Pronounced "por-tawj", this is the technique of pulling your canoes and gear out of the water to tramp between lakes on a truly Canadian journey. Try Killarney in Ontario -- named for the inspiring beauty of Ireland's national park -- which has glittering cliffs and plenty of steep portages to get the blood flowing.
Quebec produces 80 percent of the world's maple syrup, but it's also rich in hospitality. The Quebecois are known for their welcoming nature, which adds to Quebec's undeniabe European charm. In Quebec City, you'll find talented street performers, delicious eateries, horse-drawn carriages and picture-perfect panoramas.
R: Rideau Canal
Ottawa, Canada's capital, often flies under the radar. The city instead prefers to enjoy simpler pleasures like the Rideau Canal, the largest outdoor skating rink in the world, which has a series of scenic locks that let boats pass through in summer. This year, Ottawa will host Canada's big birthday celebration, and it's a party you don't want to miss.
The original flavor of Montreal bagel, sesame seeds are generously sprinkled all over the thin rings of yummy bread. One of the two hallmarks of Montreal's Jewish population (the other being delicious smoked meat), you can find the world's most perfect bagels (ssh, don't tell New Yorkers!) at St-Viateur.
T: Terry Fox
A Canadian hero, Terry Fox set out to travel across Canada to raise funds for cancer research. He started in eastern Canada and ventured west ending up in Thunder Bay, Ontario. There's a beautiful statue in the spot where he ended his journey, and it's become a point of pilgrimage for many Canadians.

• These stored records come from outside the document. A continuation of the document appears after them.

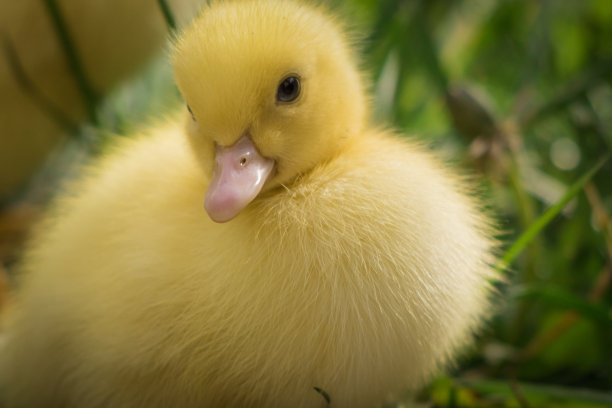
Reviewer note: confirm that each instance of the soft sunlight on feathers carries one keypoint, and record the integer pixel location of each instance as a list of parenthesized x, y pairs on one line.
[(361, 269)]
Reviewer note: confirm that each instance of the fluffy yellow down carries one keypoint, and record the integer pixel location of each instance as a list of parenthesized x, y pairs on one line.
[(361, 268)]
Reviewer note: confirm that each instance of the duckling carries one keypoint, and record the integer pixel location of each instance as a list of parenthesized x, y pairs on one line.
[(331, 258)]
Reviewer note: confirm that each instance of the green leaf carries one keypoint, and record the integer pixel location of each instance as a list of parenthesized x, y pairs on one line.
[(546, 218), (566, 301)]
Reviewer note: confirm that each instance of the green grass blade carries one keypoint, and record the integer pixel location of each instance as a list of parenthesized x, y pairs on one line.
[(564, 300), (168, 16), (546, 218), (89, 95), (558, 393)]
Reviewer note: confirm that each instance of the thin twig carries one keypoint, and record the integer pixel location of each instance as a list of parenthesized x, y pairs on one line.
[(569, 93), (88, 94), (168, 16)]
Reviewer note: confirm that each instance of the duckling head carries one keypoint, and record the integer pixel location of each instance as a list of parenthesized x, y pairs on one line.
[(272, 88)]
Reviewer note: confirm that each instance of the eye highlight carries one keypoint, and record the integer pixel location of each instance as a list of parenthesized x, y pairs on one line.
[(288, 90)]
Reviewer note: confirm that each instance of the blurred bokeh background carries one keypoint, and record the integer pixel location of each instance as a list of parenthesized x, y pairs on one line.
[(518, 93)]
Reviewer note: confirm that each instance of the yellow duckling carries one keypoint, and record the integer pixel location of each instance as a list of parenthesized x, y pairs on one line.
[(343, 257)]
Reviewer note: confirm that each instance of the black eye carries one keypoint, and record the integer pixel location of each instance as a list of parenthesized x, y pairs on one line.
[(192, 115), (288, 90)]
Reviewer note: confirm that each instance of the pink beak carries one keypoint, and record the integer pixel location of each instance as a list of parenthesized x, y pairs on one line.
[(239, 175)]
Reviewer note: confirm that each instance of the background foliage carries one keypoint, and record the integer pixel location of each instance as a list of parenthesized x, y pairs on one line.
[(520, 93)]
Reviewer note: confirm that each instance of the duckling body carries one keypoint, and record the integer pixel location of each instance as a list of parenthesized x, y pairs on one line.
[(361, 275)]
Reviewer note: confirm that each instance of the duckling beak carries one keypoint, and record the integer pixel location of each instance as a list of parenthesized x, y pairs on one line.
[(240, 173)]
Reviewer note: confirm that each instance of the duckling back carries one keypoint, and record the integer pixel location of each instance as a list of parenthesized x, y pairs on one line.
[(361, 275)]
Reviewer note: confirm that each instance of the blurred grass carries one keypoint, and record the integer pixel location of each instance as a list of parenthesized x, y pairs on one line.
[(520, 93)]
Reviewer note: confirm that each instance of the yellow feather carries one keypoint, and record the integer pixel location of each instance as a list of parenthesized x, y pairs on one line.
[(361, 269)]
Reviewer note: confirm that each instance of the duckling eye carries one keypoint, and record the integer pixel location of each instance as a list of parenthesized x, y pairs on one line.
[(192, 115), (288, 90)]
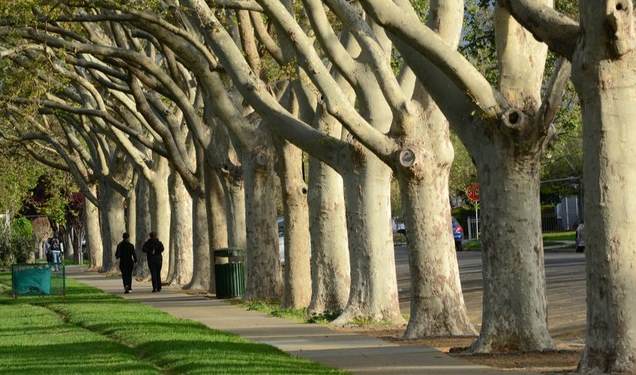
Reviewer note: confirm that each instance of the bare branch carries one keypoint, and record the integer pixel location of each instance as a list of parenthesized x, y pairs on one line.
[(558, 31)]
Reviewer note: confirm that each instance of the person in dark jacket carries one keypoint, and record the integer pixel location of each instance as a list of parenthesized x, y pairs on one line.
[(127, 259), (153, 249)]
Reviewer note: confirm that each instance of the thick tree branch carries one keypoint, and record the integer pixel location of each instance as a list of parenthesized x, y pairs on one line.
[(558, 31), (408, 27)]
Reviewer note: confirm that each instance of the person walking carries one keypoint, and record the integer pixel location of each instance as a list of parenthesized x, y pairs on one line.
[(153, 249), (127, 259), (47, 250)]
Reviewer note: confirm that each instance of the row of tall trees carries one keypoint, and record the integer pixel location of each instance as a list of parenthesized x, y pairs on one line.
[(189, 118)]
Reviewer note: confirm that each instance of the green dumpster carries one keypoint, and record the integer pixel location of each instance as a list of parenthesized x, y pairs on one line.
[(37, 279), (229, 273)]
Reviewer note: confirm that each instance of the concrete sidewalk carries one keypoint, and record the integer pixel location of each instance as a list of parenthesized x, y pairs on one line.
[(353, 352)]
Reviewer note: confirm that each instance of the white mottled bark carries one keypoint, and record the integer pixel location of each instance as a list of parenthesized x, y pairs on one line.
[(235, 207), (437, 303), (216, 236), (113, 224), (160, 209), (373, 295), (329, 252), (603, 73), (200, 245), (94, 242), (263, 270), (131, 214), (297, 275), (180, 232), (511, 240)]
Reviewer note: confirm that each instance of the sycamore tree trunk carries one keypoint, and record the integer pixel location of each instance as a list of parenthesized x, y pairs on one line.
[(330, 277), (263, 269), (373, 295), (181, 232), (131, 214), (94, 241), (160, 209), (69, 248), (603, 73), (297, 275), (216, 222), (143, 223), (200, 245), (113, 224), (234, 191), (512, 253)]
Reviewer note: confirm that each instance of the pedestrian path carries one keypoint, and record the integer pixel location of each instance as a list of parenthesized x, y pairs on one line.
[(353, 352)]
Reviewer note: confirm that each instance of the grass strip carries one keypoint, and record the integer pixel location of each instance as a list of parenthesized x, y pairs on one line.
[(92, 329)]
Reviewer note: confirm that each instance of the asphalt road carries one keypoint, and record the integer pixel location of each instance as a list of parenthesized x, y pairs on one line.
[(565, 274)]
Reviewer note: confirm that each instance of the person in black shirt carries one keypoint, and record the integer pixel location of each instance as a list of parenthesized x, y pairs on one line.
[(127, 259), (153, 249)]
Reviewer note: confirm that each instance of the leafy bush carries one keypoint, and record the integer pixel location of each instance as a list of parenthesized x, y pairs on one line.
[(16, 242)]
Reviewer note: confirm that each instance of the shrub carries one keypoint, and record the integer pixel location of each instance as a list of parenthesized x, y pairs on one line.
[(16, 242)]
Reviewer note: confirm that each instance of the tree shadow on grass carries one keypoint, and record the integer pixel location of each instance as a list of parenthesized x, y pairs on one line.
[(85, 357)]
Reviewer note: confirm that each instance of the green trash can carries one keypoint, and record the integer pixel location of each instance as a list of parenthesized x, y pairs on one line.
[(229, 273)]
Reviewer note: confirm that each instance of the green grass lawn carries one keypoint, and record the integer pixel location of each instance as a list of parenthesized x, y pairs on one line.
[(91, 332), (549, 239)]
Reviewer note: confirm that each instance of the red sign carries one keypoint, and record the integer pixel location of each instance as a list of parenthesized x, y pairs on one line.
[(472, 192)]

U: Uniacke Estate Museum Park
Catch a glimpse of 19th-century life at one of Nova Scotia's most famous country estates. Uniacke Estate Museum Park once belonged to Attorney General Richard John Uniacke. Built between 1813 and 1815, this magnificent manor is an excellent example of Georgian architecture and provides a peek into the lives of Canada's noble elite.

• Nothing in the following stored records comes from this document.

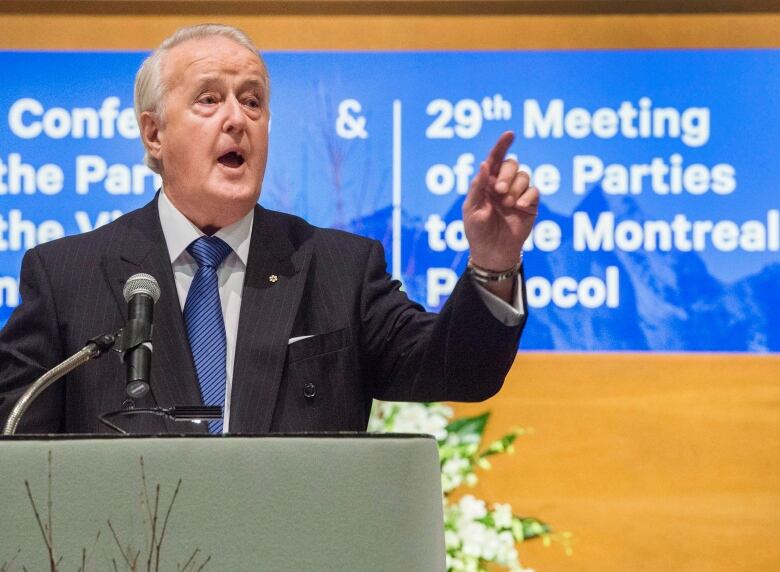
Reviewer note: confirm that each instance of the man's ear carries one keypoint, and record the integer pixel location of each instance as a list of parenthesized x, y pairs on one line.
[(150, 133)]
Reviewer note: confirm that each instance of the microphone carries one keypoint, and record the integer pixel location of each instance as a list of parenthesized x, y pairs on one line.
[(141, 292)]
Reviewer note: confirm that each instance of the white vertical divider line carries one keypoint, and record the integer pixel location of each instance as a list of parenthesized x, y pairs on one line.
[(396, 253)]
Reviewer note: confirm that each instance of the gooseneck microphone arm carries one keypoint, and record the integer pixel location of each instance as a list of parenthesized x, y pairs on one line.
[(94, 348), (133, 342)]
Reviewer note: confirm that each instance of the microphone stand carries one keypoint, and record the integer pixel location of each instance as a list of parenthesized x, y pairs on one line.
[(94, 348)]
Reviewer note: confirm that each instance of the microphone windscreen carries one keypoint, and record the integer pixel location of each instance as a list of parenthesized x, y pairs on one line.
[(141, 284)]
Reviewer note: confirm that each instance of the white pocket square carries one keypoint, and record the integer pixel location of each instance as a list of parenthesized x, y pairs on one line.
[(298, 339)]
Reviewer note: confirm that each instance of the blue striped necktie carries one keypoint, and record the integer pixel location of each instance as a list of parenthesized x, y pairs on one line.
[(205, 324)]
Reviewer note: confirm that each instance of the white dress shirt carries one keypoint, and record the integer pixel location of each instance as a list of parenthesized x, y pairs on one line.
[(179, 232)]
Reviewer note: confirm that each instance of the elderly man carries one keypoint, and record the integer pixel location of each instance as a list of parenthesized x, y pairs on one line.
[(289, 327)]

V: Victoria, British Columbia
Known as "The Garden City," Victoria has been voted as one of the top 20 cities to live in for quality-of-life. Victoria's gorgeous beaches and picturesque shorelines make it incredibly popular with boaters. And, its moderate climate is perfect for sunshine seekers and those in need of a snow-free vacation. When you're finished taking in the sea breeze, tea at the Fairmont Empress Hotel in downtown Victoria is an absolute must.
If you love snow sports, planning a trip to Whistler should be at the top of your vacation to-do list. With its luxurious accomodations and perfect powder, this mountain town is a world-class winter wonderland. The village is a draw even out of season, and visitors are left with unforgettable panoramas.
Many of the X-Men movies were filmed throughout Canada. In X-Men: Days of Future Past, the Arts Building, on the downtown campus of McGill University, played the role of the Pentagon. And, Mystique jumped out of one of the windows at the Montreal Hotel de Ville during the 1973 Paris Peace Accords.
One of Canada's three territories (the others being Northwest Territories and Nunavut), Yukon built its modern reputation on the search for gold and is, today, the perfect destination to blend comfort and adventure while embarking on a memorable road trip down one of the many highways like the Alaska, Klondike and Dempster.
A household word for every Canadian, this is the name of the large truck-like machine that polishes the ice at a hockey game. Don't miss the opportunity to check out a hockey game during your visit -- consider it some serious anthropological work.